After alarming rise, Niagara EMS taking steps to protect workers from on-the-job abuse


Published October 11, 2023 at 12:31 pm

Niagara EMS
Both Niagara EMS and Niagara Regional Chair Jim Bradley are looking for tougher measures against anyone displaying verbal abuse, physical assault and sexual harassment against front-line workers.

The alarming rise in verbal abuse, physical assault, and sexual harassment faced by Niagara Emergency Medical Services (EMS) workers has got the group pulling together to protect the safety of paramedics, dispatchers, and other staff.

Even Niagara Regional Chair Jim Bradley has jumped into the fray to express his concerns.

“Ensuring the safety of our paramedics and other first responders is paramount. We stand united in our commitment to protect these dedicated first responders from any form of violence from the public,” said Bradley.

In Niagara, reported incidents of violence toward front-line EMS staff have increased by 53 per cent since 2018 and was seriously exacerbated during the COVID-19 pandemic when treatment of all medical staff got progressively worse.

“Our Niagara EMS Paramedics, Emergency Medical Dispatchers, and staff work hard to provide medical care to those who need help, at any time. They are always ready to respond when the unexpected happens,” said Rick Ferron, Chief of Niagara Emergency Medical Services.

However, he added, “The abuse and violence they have had to deal with while trying to do their jobs, however, is unacceptable.
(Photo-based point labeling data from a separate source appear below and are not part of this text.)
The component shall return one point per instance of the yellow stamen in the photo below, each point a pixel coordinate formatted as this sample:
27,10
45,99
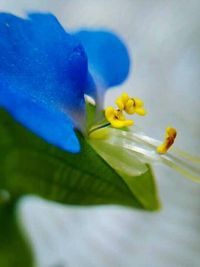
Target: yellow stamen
130,105
116,118
168,142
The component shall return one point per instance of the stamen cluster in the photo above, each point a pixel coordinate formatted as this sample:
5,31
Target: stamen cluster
125,104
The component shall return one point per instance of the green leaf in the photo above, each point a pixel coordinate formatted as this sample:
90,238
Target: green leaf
14,248
29,165
137,175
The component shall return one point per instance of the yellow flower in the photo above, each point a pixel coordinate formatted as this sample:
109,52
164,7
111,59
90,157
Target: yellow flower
130,105
116,118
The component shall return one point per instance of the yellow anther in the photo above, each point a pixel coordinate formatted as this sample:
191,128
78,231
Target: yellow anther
130,105
116,118
168,142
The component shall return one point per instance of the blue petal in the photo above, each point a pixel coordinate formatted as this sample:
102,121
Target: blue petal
44,68
108,57
54,127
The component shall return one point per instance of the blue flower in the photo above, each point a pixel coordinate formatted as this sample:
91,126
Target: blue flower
45,72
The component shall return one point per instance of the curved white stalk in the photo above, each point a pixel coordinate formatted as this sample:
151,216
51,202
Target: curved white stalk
144,149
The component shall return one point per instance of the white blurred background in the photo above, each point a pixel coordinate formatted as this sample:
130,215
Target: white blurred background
163,37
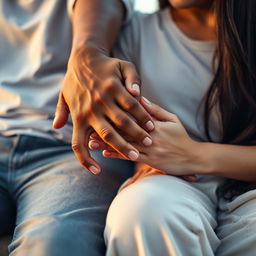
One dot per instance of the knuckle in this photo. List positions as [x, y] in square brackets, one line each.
[80, 117]
[110, 85]
[84, 163]
[106, 134]
[98, 100]
[140, 135]
[122, 121]
[132, 105]
[76, 147]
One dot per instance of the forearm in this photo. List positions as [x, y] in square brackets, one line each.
[96, 24]
[230, 161]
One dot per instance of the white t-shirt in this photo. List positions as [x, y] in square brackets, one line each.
[175, 70]
[35, 43]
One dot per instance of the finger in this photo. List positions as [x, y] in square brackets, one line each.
[61, 113]
[110, 136]
[112, 154]
[79, 145]
[99, 145]
[157, 112]
[136, 110]
[94, 135]
[131, 78]
[128, 126]
[190, 178]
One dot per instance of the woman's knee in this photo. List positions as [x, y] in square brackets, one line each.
[161, 218]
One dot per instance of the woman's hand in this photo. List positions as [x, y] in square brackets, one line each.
[172, 151]
[95, 97]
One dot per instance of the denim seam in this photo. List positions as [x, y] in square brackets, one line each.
[11, 162]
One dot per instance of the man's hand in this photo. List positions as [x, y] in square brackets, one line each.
[93, 93]
[172, 151]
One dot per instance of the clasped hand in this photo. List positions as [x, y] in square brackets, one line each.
[172, 151]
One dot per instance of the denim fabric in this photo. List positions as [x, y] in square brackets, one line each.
[58, 207]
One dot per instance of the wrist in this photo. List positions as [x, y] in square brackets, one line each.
[89, 50]
[88, 54]
[203, 163]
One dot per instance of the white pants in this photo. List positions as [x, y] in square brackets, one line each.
[165, 215]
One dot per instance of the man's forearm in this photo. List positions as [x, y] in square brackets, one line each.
[230, 161]
[96, 23]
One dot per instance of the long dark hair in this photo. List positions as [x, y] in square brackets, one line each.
[233, 89]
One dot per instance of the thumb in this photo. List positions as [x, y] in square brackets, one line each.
[61, 113]
[157, 112]
[131, 78]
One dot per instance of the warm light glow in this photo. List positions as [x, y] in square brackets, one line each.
[146, 5]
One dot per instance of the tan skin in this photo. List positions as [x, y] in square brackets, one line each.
[173, 152]
[94, 84]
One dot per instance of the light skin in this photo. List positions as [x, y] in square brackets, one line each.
[93, 92]
[173, 152]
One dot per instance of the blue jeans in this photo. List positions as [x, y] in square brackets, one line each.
[55, 206]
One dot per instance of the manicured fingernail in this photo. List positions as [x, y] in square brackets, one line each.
[146, 101]
[150, 126]
[147, 141]
[95, 144]
[94, 169]
[133, 155]
[136, 88]
[107, 153]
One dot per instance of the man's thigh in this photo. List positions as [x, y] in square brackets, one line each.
[61, 207]
[7, 209]
[237, 226]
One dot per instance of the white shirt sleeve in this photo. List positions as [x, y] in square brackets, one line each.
[129, 5]
[70, 6]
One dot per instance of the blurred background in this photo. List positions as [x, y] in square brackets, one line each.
[146, 5]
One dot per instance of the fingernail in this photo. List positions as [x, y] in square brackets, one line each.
[150, 126]
[133, 155]
[147, 101]
[54, 120]
[147, 141]
[107, 153]
[136, 88]
[94, 169]
[95, 144]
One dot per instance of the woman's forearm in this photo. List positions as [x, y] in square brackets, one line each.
[230, 161]
[96, 23]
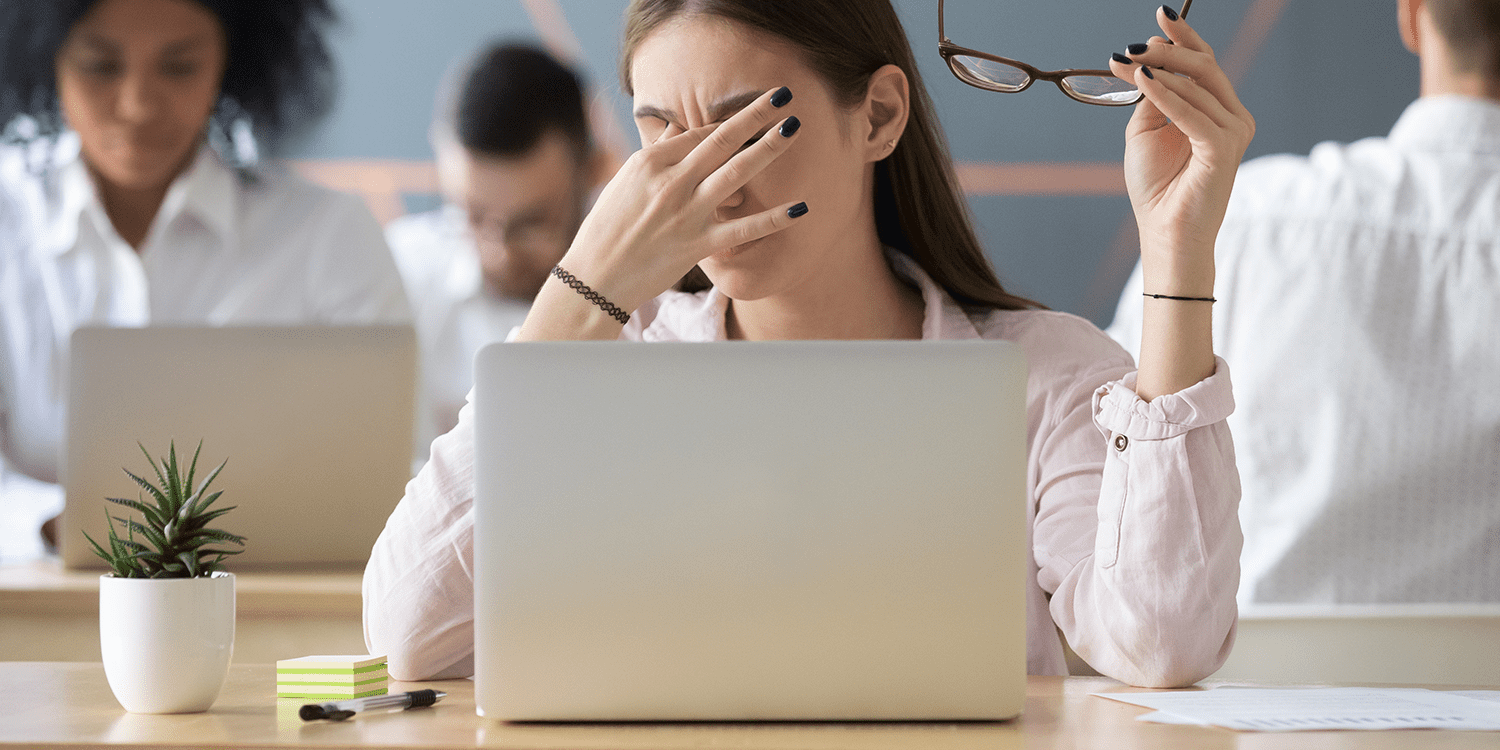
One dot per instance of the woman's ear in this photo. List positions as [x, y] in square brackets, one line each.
[887, 105]
[1407, 12]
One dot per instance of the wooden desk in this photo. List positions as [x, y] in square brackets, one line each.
[71, 705]
[48, 614]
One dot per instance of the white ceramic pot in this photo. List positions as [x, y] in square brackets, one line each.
[167, 642]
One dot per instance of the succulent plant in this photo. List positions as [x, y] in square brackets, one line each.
[173, 539]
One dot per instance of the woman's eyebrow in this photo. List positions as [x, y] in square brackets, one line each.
[719, 111]
[188, 45]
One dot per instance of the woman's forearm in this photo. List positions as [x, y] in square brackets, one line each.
[1176, 336]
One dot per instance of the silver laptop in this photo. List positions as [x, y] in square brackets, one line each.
[750, 531]
[315, 423]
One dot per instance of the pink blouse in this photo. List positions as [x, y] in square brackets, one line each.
[1133, 507]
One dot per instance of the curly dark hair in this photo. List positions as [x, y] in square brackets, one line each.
[279, 72]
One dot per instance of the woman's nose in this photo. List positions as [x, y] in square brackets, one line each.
[138, 99]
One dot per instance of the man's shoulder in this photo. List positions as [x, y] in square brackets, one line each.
[428, 243]
[1305, 182]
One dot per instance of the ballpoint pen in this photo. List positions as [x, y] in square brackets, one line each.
[341, 710]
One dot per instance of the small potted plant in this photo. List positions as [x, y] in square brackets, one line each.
[167, 606]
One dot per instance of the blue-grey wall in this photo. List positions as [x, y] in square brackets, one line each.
[1328, 69]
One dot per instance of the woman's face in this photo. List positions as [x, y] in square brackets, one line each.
[689, 69]
[138, 81]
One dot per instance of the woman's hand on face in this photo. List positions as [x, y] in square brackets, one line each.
[1182, 149]
[657, 216]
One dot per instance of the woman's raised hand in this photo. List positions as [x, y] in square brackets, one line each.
[1182, 149]
[659, 216]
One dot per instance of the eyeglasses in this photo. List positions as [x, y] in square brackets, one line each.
[1005, 75]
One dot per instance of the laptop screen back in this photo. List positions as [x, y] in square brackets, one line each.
[734, 531]
[315, 423]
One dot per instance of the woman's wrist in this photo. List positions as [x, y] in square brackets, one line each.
[561, 314]
[1185, 272]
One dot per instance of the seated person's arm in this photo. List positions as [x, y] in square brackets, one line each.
[419, 584]
[1137, 533]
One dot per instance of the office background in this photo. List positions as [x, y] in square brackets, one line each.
[1043, 171]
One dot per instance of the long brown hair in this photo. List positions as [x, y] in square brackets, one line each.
[918, 207]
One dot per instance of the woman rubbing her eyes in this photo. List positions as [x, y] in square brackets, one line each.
[792, 156]
[128, 195]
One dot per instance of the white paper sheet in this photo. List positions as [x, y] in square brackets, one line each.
[1302, 708]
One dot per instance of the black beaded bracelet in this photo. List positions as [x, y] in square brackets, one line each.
[590, 294]
[1179, 299]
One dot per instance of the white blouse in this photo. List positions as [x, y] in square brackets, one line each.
[1359, 296]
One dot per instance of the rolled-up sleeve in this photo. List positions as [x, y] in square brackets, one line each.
[419, 584]
[1146, 594]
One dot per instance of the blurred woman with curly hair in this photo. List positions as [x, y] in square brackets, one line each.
[132, 194]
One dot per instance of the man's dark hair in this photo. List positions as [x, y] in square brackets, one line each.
[1472, 29]
[512, 95]
[278, 71]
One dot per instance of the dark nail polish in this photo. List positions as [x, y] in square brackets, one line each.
[789, 126]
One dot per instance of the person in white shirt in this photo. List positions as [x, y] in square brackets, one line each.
[1359, 293]
[516, 168]
[128, 198]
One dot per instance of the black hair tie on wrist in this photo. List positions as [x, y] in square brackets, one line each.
[1179, 299]
[591, 296]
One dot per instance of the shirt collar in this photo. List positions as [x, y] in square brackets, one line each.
[1449, 123]
[206, 191]
[701, 317]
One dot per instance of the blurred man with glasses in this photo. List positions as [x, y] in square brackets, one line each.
[516, 168]
[1359, 305]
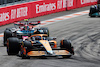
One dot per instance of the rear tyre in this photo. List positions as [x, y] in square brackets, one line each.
[7, 34]
[13, 46]
[66, 44]
[28, 46]
[45, 30]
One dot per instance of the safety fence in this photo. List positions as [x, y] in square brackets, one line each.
[18, 12]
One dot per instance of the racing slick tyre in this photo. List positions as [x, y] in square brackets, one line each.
[27, 47]
[7, 34]
[13, 46]
[66, 44]
[45, 30]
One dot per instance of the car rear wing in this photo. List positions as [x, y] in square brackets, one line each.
[33, 23]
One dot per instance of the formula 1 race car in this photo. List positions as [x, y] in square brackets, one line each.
[39, 45]
[94, 11]
[24, 29]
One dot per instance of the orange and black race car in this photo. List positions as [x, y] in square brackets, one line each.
[24, 28]
[39, 45]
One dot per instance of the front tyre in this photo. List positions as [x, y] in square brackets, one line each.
[13, 46]
[66, 44]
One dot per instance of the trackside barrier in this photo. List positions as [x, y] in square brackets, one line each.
[83, 3]
[19, 12]
[71, 4]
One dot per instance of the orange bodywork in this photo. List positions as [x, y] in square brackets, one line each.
[43, 53]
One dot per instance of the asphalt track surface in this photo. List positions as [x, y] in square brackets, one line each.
[84, 33]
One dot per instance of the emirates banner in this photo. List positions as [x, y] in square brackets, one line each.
[19, 12]
[83, 3]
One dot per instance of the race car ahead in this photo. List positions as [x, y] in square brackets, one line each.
[24, 29]
[39, 45]
[94, 11]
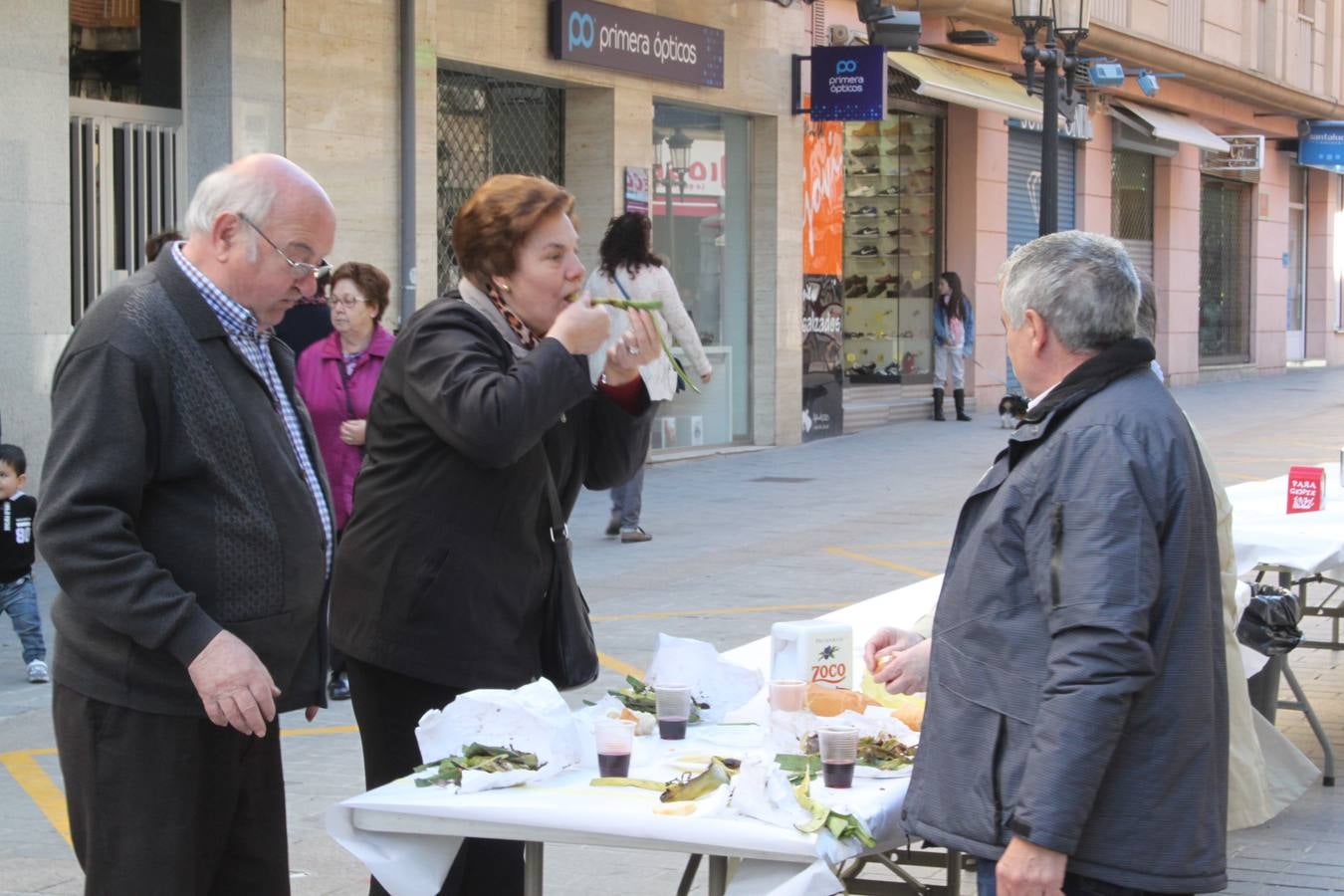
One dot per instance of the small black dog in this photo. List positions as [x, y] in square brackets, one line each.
[1010, 410]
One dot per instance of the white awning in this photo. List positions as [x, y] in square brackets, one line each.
[1168, 125]
[968, 85]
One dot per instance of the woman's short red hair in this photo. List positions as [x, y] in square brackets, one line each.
[498, 218]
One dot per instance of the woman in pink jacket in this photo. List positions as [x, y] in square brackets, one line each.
[336, 377]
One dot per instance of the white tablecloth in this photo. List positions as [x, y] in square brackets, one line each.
[427, 822]
[1265, 533]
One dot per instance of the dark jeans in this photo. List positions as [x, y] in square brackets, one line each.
[628, 500]
[171, 804]
[1074, 884]
[387, 707]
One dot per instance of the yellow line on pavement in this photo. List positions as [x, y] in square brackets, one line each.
[326, 730]
[864, 558]
[893, 546]
[618, 666]
[38, 784]
[717, 611]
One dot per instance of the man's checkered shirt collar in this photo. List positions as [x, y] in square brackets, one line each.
[235, 319]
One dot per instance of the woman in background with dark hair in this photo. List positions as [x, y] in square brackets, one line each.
[953, 341]
[630, 270]
[336, 376]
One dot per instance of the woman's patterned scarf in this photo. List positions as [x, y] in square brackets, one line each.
[506, 322]
[515, 323]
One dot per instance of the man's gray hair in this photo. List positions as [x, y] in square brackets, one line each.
[1081, 284]
[230, 189]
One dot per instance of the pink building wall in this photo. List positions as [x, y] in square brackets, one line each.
[1176, 264]
[1323, 202]
[1269, 274]
[978, 234]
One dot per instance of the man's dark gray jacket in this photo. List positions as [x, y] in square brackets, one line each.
[1077, 683]
[173, 506]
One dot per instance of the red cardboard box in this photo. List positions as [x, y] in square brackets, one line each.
[1305, 489]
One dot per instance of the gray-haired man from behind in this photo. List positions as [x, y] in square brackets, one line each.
[1075, 735]
[190, 528]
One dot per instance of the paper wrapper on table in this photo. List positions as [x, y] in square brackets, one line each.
[761, 790]
[530, 719]
[723, 685]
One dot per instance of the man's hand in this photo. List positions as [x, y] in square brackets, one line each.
[905, 670]
[234, 685]
[886, 641]
[1027, 869]
[352, 431]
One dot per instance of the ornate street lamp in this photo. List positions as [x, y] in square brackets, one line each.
[1066, 22]
[679, 161]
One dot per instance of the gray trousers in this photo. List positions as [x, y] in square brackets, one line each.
[628, 500]
[947, 356]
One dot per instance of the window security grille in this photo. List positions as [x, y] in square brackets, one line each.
[490, 126]
[125, 184]
[1225, 303]
[1132, 206]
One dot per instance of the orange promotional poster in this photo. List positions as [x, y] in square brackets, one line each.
[822, 198]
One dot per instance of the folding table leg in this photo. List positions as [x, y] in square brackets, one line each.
[953, 872]
[1305, 708]
[692, 865]
[718, 875]
[533, 868]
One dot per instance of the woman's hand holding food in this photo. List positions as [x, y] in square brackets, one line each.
[898, 660]
[580, 328]
[640, 344]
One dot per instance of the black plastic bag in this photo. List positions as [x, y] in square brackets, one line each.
[1269, 623]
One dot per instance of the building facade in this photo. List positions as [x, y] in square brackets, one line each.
[399, 108]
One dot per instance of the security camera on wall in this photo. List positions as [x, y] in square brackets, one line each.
[890, 27]
[843, 37]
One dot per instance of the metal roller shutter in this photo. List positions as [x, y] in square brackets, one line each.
[1024, 185]
[1024, 196]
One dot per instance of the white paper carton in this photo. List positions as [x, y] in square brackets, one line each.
[812, 650]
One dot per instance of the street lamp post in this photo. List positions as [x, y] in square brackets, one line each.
[679, 161]
[1064, 22]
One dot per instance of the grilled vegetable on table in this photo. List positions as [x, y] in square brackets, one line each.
[638, 697]
[882, 751]
[476, 758]
[837, 823]
[628, 304]
[687, 787]
[684, 788]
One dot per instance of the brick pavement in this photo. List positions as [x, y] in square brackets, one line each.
[733, 554]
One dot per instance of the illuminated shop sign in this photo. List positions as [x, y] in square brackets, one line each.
[598, 34]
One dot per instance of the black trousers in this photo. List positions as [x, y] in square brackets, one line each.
[171, 804]
[387, 707]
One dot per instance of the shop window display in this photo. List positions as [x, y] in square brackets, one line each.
[890, 247]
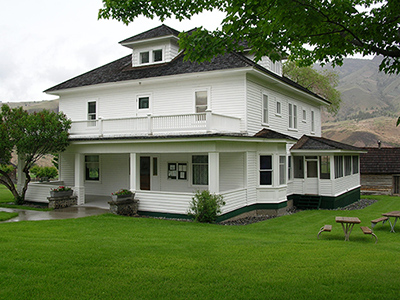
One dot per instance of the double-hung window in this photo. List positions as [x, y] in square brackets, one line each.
[265, 109]
[265, 169]
[92, 167]
[292, 116]
[200, 169]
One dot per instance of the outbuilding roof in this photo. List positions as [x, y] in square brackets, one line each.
[319, 143]
[380, 161]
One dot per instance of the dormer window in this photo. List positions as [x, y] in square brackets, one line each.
[157, 55]
[144, 57]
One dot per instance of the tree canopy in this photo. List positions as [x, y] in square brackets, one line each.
[31, 136]
[307, 31]
[322, 83]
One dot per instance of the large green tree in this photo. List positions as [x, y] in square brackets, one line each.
[31, 136]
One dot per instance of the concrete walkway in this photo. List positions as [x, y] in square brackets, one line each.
[58, 214]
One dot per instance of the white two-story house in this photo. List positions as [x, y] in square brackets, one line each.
[164, 128]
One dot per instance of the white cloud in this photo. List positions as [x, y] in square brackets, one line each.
[45, 42]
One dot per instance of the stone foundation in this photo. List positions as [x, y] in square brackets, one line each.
[125, 207]
[62, 202]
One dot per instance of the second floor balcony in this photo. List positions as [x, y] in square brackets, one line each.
[207, 122]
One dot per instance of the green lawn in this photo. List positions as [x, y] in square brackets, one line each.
[115, 257]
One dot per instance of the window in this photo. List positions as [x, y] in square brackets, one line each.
[92, 110]
[143, 102]
[292, 116]
[278, 108]
[282, 169]
[355, 164]
[157, 55]
[312, 121]
[266, 170]
[312, 166]
[338, 166]
[155, 166]
[201, 101]
[144, 57]
[265, 109]
[298, 164]
[347, 165]
[92, 167]
[200, 169]
[324, 167]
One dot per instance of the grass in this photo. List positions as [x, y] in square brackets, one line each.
[115, 257]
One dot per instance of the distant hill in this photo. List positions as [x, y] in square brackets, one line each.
[369, 110]
[370, 105]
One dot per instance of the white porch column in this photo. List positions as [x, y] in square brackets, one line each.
[213, 172]
[132, 175]
[20, 175]
[80, 178]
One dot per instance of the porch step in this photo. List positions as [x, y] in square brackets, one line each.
[308, 202]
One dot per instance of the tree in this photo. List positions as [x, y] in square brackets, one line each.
[322, 83]
[31, 136]
[304, 30]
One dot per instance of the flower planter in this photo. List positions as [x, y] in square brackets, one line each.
[59, 194]
[117, 198]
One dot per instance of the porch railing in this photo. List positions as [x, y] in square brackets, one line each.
[198, 122]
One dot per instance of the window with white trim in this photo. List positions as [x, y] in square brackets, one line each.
[312, 121]
[278, 108]
[265, 169]
[92, 167]
[200, 169]
[265, 109]
[282, 169]
[201, 101]
[292, 116]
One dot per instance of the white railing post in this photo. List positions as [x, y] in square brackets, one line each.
[101, 126]
[208, 120]
[150, 123]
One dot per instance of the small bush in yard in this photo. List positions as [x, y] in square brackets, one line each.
[205, 207]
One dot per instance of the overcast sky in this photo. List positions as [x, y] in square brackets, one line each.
[45, 42]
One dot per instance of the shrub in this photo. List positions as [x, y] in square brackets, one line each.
[205, 207]
[44, 172]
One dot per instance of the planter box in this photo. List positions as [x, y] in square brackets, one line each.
[61, 194]
[118, 198]
[124, 207]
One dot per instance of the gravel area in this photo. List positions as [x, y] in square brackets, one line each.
[362, 203]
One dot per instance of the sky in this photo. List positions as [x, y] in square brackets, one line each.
[45, 42]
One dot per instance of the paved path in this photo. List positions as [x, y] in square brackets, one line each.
[57, 214]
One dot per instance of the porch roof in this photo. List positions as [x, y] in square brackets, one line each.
[309, 143]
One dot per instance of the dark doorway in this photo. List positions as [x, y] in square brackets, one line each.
[145, 173]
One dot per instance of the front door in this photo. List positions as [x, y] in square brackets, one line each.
[145, 173]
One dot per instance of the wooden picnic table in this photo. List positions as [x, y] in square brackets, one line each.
[392, 214]
[347, 225]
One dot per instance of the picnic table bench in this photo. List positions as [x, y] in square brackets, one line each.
[367, 230]
[376, 221]
[324, 228]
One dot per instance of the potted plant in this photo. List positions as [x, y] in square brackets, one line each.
[122, 194]
[61, 191]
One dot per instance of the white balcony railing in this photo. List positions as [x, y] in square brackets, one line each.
[149, 125]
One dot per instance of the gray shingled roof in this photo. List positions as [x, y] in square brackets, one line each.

No healthcare worker should ever have to face this type of behaviour. We are working hard to do all we can to make sure our staff feel as safe and supported as possible while doing their important work.”

Verbal abuse, physical assault, and sexual harassment against Niagara EMS paramedics and staff is not okay, added Ferron. “Those who do so could be charged.”

To that end, some of the steps Niagara EMS is taking to address this issue include:

  • Collaborating with Niagara Regional Police to develop improved communication
  • Providing staff with crisis intervention training
  • Encouraging and improving reporting
  • Enhancing policies and procedures
  • Providing wellness and resilience-building resources to front-line staff

At the regional level, Bradley said he wrote a letter to the federal Minister of Justice (Arif Virani) to request amendments to the Criminal Code through Bill C-321 and provide protections for first responders. The bill recognizes the physical and psychological impact of assaults against paramedics and that they should be protected from harm on the job.